SPACER: A Parallel Dataset of Speech Production And Comprehension of Error Repairs
Shiva Upadhye, Jiaxuan Li, Richard Futrell
TL;DR
SPACER provides a parallel dataset that links naturalistic speech errors and repairs in production with comprehension edits, enabling integrated study of error monitoring across both modalities. It combines Switchboard-derived single-word substitutions with a web-based correction task, yielding 1056 initial utterances (576 SC, 480 SU) and 5808 comprehender responses across 66 participants. Analyses reveal asymmetries: speakers tend to self-repair when semantic and phonemic deviations are large, whereas comprehenders tend to correct errors that are phonemically similar or contextually unsupported, suggesting complementary strategies. The dataset supports principled, computational investigations into rational-inference models of error correction and offers a resource to bridge production and comprehension research with broad applicability to language science.
Abstract
Speech errors are a natural part of communication, yet they rarely lead to complete communicative failure because both speakers and comprehenders can detect and correct errors. Although prior research has examined error monitoring and correction in production and comprehension separately, integrated investigation of both systems has been impeded by the scarcity of parallel data.

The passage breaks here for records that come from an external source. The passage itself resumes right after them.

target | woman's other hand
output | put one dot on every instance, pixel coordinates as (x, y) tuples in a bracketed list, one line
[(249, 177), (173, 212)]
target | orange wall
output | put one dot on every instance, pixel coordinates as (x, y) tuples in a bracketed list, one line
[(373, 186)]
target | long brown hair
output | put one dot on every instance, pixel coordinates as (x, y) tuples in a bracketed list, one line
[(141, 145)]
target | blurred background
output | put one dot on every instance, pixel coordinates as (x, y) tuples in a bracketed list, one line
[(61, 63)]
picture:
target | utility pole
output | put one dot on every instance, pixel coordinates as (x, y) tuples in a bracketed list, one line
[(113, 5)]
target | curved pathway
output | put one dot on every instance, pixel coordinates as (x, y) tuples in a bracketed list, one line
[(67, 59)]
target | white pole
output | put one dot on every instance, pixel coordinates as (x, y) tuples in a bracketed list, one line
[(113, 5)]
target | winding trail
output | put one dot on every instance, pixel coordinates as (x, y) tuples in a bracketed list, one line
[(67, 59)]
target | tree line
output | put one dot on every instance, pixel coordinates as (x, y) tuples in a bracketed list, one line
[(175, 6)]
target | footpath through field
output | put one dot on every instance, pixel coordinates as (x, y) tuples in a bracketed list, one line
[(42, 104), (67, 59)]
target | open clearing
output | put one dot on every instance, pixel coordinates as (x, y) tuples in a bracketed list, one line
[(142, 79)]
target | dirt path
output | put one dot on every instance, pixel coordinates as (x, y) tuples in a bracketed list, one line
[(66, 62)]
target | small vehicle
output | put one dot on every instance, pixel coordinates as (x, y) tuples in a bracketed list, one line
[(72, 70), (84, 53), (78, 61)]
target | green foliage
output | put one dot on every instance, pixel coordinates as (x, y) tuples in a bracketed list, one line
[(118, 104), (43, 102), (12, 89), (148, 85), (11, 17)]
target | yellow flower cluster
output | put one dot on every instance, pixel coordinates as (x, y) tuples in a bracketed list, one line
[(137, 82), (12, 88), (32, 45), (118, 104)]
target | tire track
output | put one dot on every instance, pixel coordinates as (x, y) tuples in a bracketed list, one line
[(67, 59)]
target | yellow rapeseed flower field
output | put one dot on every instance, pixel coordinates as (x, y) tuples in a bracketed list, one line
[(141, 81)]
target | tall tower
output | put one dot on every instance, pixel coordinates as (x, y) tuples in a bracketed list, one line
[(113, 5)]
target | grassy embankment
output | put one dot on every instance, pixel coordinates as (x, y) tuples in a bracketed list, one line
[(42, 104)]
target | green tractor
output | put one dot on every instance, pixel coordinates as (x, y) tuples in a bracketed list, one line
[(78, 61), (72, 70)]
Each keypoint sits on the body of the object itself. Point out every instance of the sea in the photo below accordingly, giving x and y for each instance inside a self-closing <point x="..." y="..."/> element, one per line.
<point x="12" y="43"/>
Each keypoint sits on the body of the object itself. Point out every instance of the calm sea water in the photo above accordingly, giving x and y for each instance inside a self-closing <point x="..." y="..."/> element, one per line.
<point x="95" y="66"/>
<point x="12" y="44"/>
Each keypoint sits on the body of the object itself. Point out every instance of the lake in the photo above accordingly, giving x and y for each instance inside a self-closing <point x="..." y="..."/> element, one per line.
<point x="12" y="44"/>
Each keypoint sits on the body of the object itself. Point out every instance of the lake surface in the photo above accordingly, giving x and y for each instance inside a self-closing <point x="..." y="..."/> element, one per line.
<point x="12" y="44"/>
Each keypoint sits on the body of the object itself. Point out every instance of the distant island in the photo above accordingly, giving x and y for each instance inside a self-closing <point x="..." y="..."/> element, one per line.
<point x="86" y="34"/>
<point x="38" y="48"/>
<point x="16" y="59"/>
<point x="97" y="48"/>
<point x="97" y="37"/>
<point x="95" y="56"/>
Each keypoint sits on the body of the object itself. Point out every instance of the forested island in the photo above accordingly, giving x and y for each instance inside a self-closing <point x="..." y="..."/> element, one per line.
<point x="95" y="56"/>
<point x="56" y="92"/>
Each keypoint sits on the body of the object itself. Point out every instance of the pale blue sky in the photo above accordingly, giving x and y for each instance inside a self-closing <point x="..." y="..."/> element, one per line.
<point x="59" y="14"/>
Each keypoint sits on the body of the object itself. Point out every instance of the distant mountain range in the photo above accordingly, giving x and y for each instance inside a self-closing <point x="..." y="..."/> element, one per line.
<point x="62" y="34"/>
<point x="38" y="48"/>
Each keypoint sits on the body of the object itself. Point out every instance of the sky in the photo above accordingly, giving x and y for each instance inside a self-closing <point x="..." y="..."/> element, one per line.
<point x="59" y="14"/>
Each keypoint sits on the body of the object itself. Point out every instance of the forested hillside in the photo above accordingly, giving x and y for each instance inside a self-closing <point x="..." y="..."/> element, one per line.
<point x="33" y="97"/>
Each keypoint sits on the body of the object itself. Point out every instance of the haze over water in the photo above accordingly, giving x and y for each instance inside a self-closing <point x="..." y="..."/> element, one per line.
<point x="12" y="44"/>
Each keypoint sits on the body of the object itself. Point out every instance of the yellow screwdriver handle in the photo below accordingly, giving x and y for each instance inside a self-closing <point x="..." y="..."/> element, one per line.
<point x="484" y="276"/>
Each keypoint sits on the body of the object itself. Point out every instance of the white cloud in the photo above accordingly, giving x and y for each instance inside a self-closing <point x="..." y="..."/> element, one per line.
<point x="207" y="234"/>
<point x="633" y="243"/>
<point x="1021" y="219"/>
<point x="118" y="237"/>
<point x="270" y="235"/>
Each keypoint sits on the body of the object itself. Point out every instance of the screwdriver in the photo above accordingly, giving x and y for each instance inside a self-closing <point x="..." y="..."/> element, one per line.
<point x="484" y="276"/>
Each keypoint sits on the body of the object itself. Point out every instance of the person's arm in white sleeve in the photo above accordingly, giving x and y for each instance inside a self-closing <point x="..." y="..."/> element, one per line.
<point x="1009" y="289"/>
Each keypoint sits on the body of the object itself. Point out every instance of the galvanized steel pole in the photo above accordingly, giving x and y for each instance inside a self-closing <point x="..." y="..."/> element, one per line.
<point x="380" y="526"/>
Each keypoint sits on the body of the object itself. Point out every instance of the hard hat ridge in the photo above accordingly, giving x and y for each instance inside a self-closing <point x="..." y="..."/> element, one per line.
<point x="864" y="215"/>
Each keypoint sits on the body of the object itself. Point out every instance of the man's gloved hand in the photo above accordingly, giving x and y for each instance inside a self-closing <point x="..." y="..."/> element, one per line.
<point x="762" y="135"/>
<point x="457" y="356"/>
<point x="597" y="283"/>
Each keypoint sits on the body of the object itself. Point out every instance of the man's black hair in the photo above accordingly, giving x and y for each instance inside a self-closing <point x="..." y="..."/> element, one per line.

In this study, we present SPACER, a parallel dataset that captures how naturalistic speech errors are corrected by both speakers and comprehenders. We focus on single-word substitution errors extracted from the Switchboard corpus, accompanied by speaker's self-repairs and comprehenders' responses from an offline text-editing experiment. Our exploratory analysis suggests asymmetries in error correction strategies: speakers are more likely to repair errors that introduce greater semantic and phonemic deviations, whereas comprehenders tend to correct errors that are phonemically similar to more plausible alternatives or do not fit into prior contexts. Our dataset enables future research on integrated approaches toward studying language production and comprehension.